In a 7-2 decision, the US Supreme Court has rejected a constitutional challenge to the individual health coverage mandate in a case that could have invalidated the entire Affordable Care Act (ACA) (California v. Texas, No. 19-840 (US June 17, 2021)). The court found the plaintiffs lacked standing because they failed to show a past or future injury needed to justify the case.
The constitutionality of the individual mandate became an issue after Congress reduced the penalty for not having adequate health coverage to zero in the Tax Cuts and Jobs Act of 2017. If the penalty-free mandate is unconstitutional, the court had to decide whether the entire law is void or only limited sections— such as the ban on preexisting condition exclusions — are invalid along with the individual mandate.
A majority of the court found that the states bringing the ACA challenge failed to demonstrate that the individual mandate increased their costs, and any alleged injury from other ACA provisions didn’t suffice to justify standing in this case. The individual plaintiffs likewise failed to demonstrate injury from an ACA provision that is unenforceable, the court said. The ruling maintains the status quo: The ACA contains an individual mandate with no tax assessment for failing to maintain health insurance.
For employers sponsoring group health plans, today’s decision has no direct consequences. The ACA’s mandated preventive-care coverage, ban on annual and lifetime maximums for essential health benefits, prohibition of preexisting condition exclusions, limits on waiting periods, and caps on out-of-pocket expenses have become group health plan features for years and will continue unchanged. The ACA’s employer shared-responsibility mandate to offer “affordable” minimum essential coverage to full-time employees or pay a tax assessment also remains intact, along with the annual reporting obligations.

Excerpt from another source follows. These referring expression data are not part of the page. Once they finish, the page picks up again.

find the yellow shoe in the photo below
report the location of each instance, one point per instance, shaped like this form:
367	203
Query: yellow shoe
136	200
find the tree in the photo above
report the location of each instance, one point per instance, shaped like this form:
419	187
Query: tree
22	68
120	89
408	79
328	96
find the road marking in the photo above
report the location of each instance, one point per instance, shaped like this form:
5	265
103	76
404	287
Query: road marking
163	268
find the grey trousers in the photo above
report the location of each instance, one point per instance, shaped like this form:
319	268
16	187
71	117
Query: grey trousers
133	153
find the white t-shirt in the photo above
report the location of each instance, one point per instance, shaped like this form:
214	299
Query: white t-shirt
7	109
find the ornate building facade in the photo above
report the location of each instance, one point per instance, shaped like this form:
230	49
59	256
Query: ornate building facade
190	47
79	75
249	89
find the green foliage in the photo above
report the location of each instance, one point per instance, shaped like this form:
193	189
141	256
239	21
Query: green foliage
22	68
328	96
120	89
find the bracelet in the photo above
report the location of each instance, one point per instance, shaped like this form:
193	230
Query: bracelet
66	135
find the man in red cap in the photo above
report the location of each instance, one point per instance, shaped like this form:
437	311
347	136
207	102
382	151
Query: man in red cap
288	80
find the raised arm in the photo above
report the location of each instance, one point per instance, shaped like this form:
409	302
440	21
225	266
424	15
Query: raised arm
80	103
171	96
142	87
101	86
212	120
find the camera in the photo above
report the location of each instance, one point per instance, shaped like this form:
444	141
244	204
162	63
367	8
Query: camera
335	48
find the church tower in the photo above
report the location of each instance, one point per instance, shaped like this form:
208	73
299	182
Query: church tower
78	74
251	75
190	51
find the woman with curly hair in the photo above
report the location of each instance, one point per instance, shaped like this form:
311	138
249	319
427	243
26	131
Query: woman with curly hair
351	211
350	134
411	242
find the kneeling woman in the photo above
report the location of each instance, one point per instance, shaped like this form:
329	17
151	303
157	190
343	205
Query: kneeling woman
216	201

In recent years, proposals to streamline the reporting requirement have languished, partly due to fears of harming the IRS’s ability to administer the ACA premium tax credits for eligible individuals with public marketplace coverage. Congress is unlikely to revisit reporting simplification this year since they are focused on other priorities.
Other legal challenges to specific ACA regulations continue, including litigation over the rules on association health plans, hospital price transparency, short-term, limited-duration insurance, Section 1557 nondiscrimination, moral and religious exemptions from the contraceptive coverage mandate, and others. These matters are at various stages in the litigation process. The Biden administration is taking a very different approach than the Trump administration did in defending many of these matters, with the possible exception of the hospital price transparency rule, which enjoys support from congressional Democrats.
President Biden made ACA expansion a core tenet of his healthcare platform on the campaign trail, and Democrats included a two-year increase and expansion of ACA marketplace plan subsidies in the recently enacted American Rescue Plan Act. Biden and Democrats in Congress are looking to make these more generous subsidies permanent as part of the president’s American Families Plan. Other proposed ACA changes include fixing the “family glitch” that ties employer plan affordability to self-only coverage and narrowing the healthcare reforms that states can pursue through innovation waivers. Rolling back the Trump administration’s short-term, limited-duration insurance rules is also on the agenda. In addition, the Biden administration continues to pursue its health policy agenda through rulemaking and executive action.
Progressive Democrats are championing more ambitious proposals, such as creating a public option plan to compete with private insurers and expanding Medicare. Letting Medicare negotiate drug prices also has broad support within the party. But the outlook for these reforms and even relatively moderate changes to the ACA is uncertain. Though Democrats might be able to pass legislation without Republican support through a special process tied to the budget, they would need backing from all of their own members in the 50-50 Senate and could not lose more than four Democrats in the narrowly divided House.
Employers should watch for any changes to the availability of ACA subsidies in the public marketplace, which could affect the current affordability standard for employer-sponsored plans to avoid penalties.